Overview of the metabolomics pipeline showing where the MSI reporting standards are aimed (highlighted in blue) (Color figure online)

Table 1 A summary of the four metabolite identification levels as defined by MSI (Sumner et al. 2007)

In 2012 the EBI launched MetaboLights (https://www.ebi.ac.uk/metabolights/), which is an online repository for metabolomics data along with the associated metadata (Haug et al. 2013), and NIH Metabolomics Workbench (http://www.metabolomicsworkbench.org) is establishing similar data storage infrastructures. I was also encouraged to see Nature Publishing Group establish a new online resource called Scientific Data (http://www.nature.com/scientificdata/) which launches in May this year (Editorial 2013). However, rather than this being a new data repository, this resource will aim to have data sets deposited correctly in an appropriate repository, thereby aiding the paper peer-reviewing process.
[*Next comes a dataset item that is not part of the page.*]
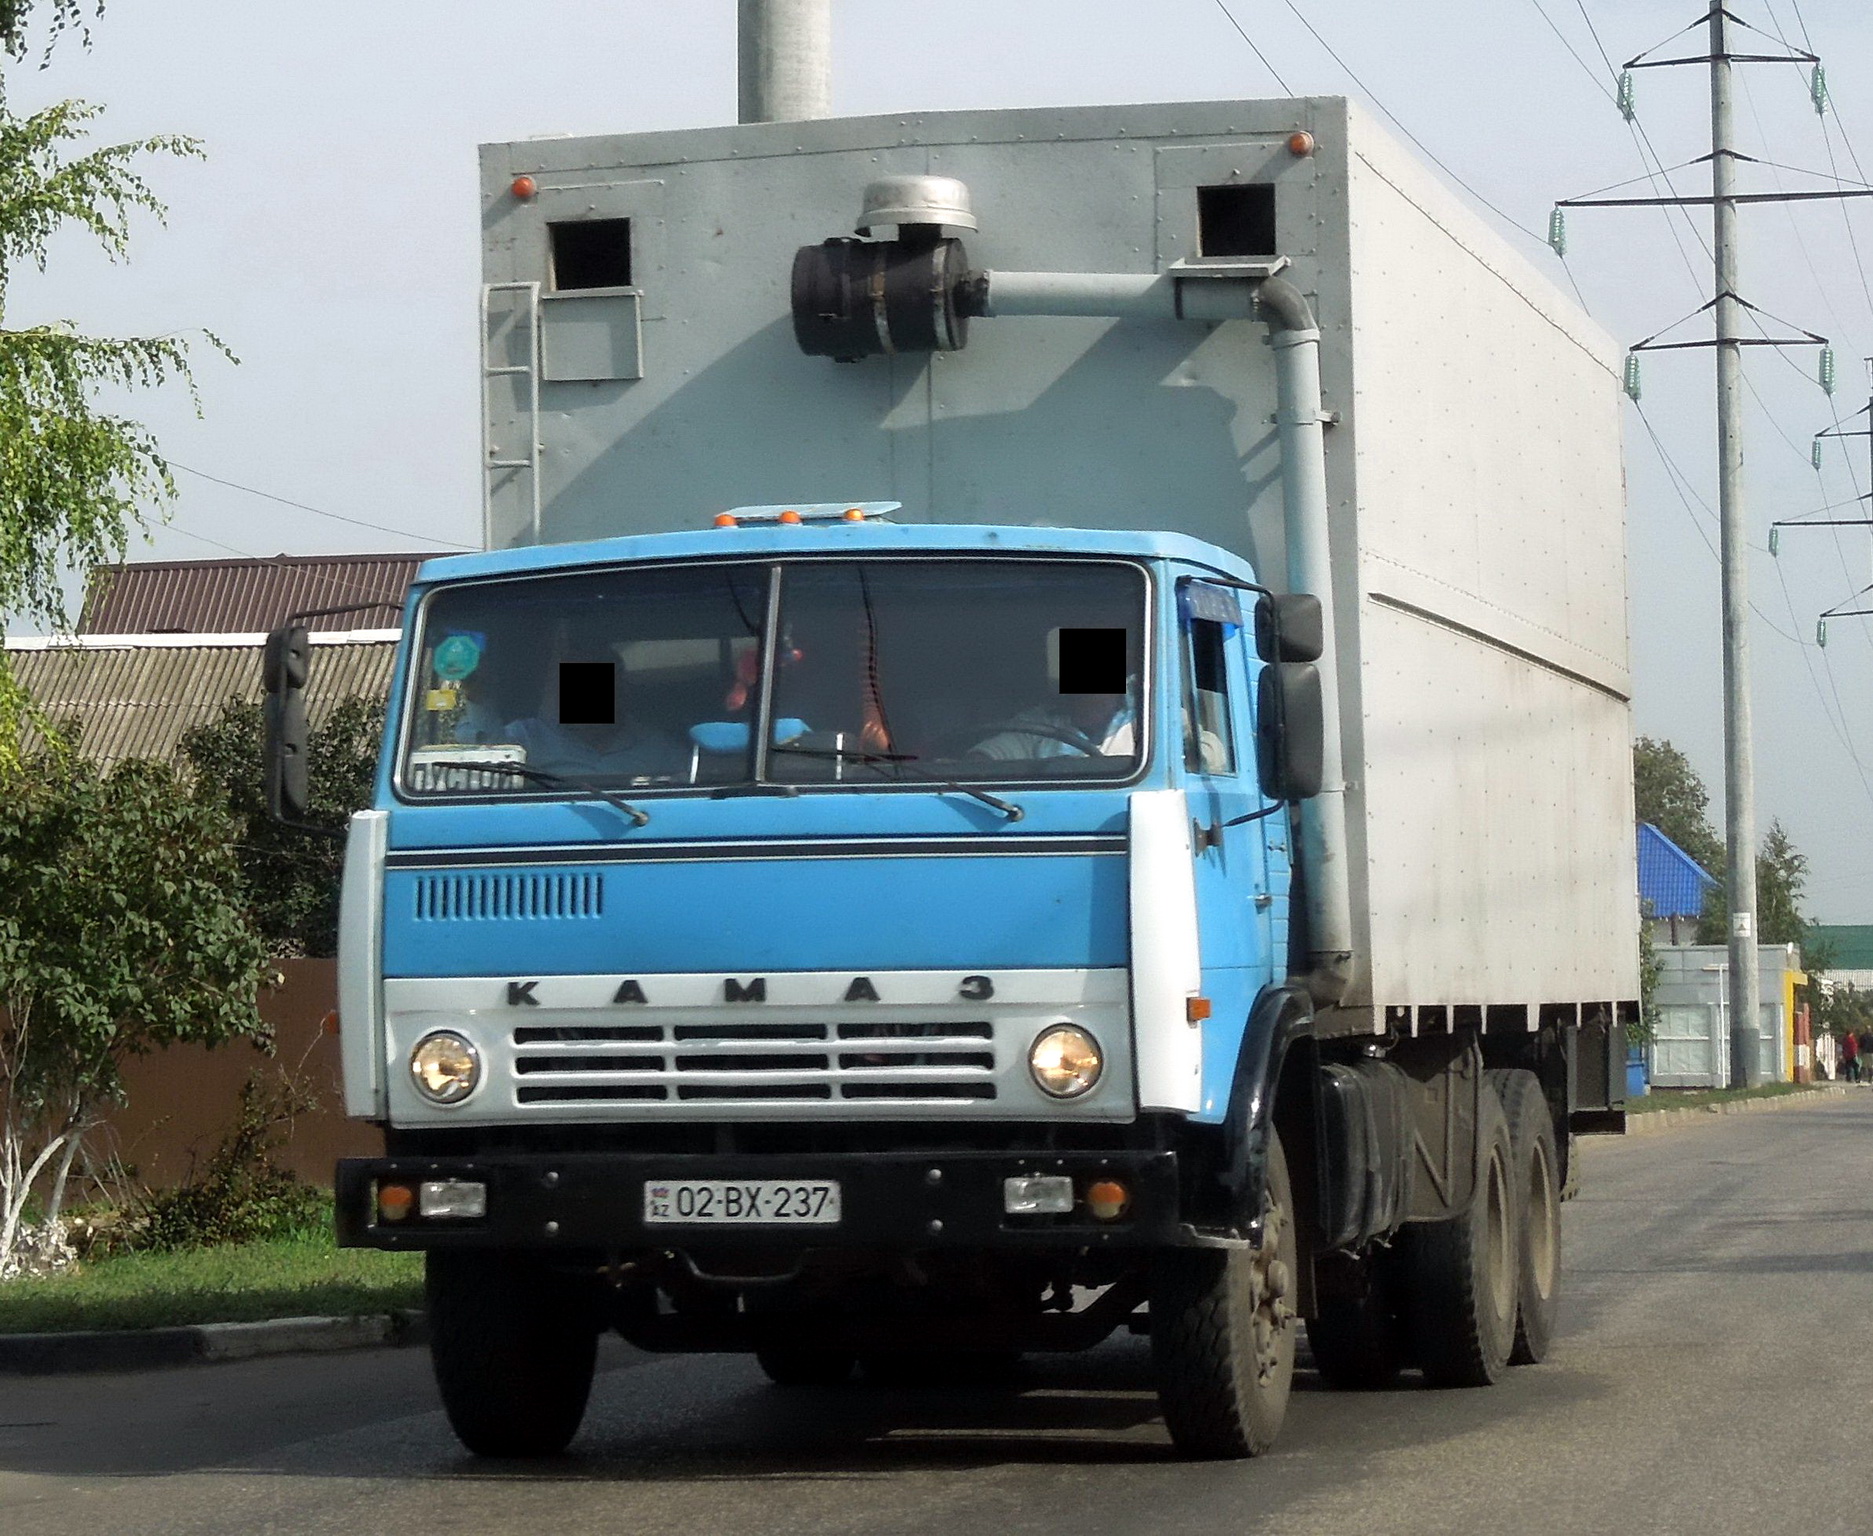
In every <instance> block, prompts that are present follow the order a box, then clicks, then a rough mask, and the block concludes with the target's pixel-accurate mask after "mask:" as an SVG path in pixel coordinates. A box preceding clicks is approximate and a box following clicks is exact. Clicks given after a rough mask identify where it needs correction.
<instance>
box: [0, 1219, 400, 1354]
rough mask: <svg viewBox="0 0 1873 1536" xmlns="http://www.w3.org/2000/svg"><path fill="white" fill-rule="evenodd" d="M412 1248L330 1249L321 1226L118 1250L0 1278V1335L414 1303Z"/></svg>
mask: <svg viewBox="0 0 1873 1536" xmlns="http://www.w3.org/2000/svg"><path fill="white" fill-rule="evenodd" d="M421 1296H423V1261H421V1255H416V1253H378V1251H376V1249H365V1248H337V1246H335V1244H333V1240H332V1236H330V1234H328V1233H320V1234H317V1236H313V1234H305V1236H292V1238H272V1240H268V1242H249V1244H238V1246H232V1248H199V1249H189V1251H182V1253H125V1255H120V1257H114V1259H103V1261H99V1263H94V1264H81V1266H79V1268H73V1270H66V1272H64V1274H54V1276H45V1278H37V1279H9V1281H0V1334H69V1332H79V1330H88V1328H170V1326H178V1324H185V1322H257V1321H262V1319H270V1317H361V1315H367V1313H380V1311H393V1309H397V1307H420V1306H421Z"/></svg>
Metabolomics is already on record in saying that it wishes studies that it publishes and data therein to be as MSI compliant as possible (Goodacre 2010). Whilst established procedures are not yet in place for metabolite data upload within a MSI compliant framework, I would encourage you to deposit your data to one of the above repositories. COSMOS is a European Union FrameWork VII project which has Dr Christoph Steinbeck from the EBI as the project coordinator (Steinbeck et al. 2012; http://www.cosmos-fp7.eu). COSMOS aims to set and promote community standards for metabolomics and Metabolomics is excited to be involved in this new e-infrastructure with data deposition within the MetaboLights database (Salek et al. 2013). In time this and the other activities discussed above will certainly establish objective methods by which metadata and metabolomics data may be associated with publications seamlessly, thus allowing easy access. These data will be tagged with a unique identifier that is provided by MetaboLights that will be associated with the paper. This transparency is important for the field and will enable meta-analysis of metabolomics data in order to allow hypotheses generated in one laboratory to be tested on data already available within the public domain.

So whilst currently only data dribbles into the public domain, the sluices will soon be open and we shall be awash with important and useful metabolomics data. And then the fun shall really begin!